Freeride mode pulls the entire derailleur back a few degrees which helps with chain tension on the lowest cog when running a 28T+ cassette. Mine is in freeride mode with an 11-34 cassette and it shifts beautifully. also the multishifts is pretty awesome. I can downshift like 4 or 5 gears at a time and upshift 3. You should note that the max teeth stated on the saint site is 28T for dh mode and 36T for fr mode. However during testing, they found that it is best not to go over 27T in dh mode and 34T in fr mode.


----------



## mik8yu (Jul 25, 2012)

thanks guys. do u think saint would be a bit over the top for (aggressive) all mountain riding? I love the saint brakes, been using it for a while and am thinking of getting the derailleur and dump the xtr... mainly for durability and it's short cage design.


----------



## eurospek (Sep 15, 2007)

mik8yu said:


> thanks guys. do u think saint would be a bit over the top for (aggressive) all mountain riding? I love the saint brakes, been using it for a while and am thinking of getting the derailleur and dump the xtr... mainly for durability and it's short cage design.

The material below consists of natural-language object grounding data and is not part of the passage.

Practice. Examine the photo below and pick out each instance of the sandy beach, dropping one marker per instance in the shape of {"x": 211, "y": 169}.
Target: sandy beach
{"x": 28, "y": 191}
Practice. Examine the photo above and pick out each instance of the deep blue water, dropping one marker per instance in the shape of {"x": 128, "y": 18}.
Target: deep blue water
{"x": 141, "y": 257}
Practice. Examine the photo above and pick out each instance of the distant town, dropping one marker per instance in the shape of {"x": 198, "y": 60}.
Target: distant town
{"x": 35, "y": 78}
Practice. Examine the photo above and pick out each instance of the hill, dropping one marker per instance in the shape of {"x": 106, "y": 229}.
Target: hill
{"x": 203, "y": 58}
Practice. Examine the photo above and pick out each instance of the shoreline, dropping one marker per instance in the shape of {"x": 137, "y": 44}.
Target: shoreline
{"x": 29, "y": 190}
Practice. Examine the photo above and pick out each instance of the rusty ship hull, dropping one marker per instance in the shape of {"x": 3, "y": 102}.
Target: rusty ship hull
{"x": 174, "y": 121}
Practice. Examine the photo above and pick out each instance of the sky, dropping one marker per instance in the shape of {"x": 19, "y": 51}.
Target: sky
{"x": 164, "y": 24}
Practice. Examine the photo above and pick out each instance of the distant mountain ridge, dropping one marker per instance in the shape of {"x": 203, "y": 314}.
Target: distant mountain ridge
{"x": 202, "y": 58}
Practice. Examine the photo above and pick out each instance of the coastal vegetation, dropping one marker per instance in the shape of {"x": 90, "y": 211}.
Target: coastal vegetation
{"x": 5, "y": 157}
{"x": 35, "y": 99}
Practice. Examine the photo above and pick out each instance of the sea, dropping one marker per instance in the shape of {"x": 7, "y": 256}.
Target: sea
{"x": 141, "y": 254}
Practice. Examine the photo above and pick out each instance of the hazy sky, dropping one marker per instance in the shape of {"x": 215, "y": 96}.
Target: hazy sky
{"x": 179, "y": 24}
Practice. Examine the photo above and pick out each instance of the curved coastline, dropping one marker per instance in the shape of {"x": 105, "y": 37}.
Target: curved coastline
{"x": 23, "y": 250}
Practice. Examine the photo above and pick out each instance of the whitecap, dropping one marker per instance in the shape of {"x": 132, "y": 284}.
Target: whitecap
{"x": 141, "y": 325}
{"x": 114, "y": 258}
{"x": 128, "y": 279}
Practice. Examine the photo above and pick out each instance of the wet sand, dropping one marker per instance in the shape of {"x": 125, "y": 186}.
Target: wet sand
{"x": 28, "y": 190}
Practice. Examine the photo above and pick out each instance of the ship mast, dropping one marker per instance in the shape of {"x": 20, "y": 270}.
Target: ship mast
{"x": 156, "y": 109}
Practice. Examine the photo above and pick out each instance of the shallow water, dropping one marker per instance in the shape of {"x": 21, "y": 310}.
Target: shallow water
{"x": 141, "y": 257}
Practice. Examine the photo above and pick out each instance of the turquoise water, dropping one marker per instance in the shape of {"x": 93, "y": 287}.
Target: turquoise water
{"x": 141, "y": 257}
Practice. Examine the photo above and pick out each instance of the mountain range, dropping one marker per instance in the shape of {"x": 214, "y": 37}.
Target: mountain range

I don't think so. I'm rocking a Saint M810 SS and a 12-36 cassette, it works wonderfully for my All-Mountain needs on the Honzo.

Plus it's the only legitimate short cage derailleur that is currently available from Shimano, apart from modding an XTR M972.


----------



## rnm410 (Mar 19, 2012)

Any comparison to zee 640 or sram type 2? 
Thanks


----------



## colk45 (Apr 17, 2011)

Sram XO type 2 seemed good when I used it, I just felt that the Saint and XT stuff was way nicer.


----------



## jimarin (Mar 19, 2005)

I'm running a saint shifter w zee rear. So far I'm very impressed. Very precise, bike is near silent, and the multi- release is something you didn't realize you need until you ride it. Up shifting 2 at a time is huge.


----------



## Trail_Blazer (May 30, 2012)

frango said:


> The only question is, which shifter to get?


The (old) 9 speed XTR shifter.


----------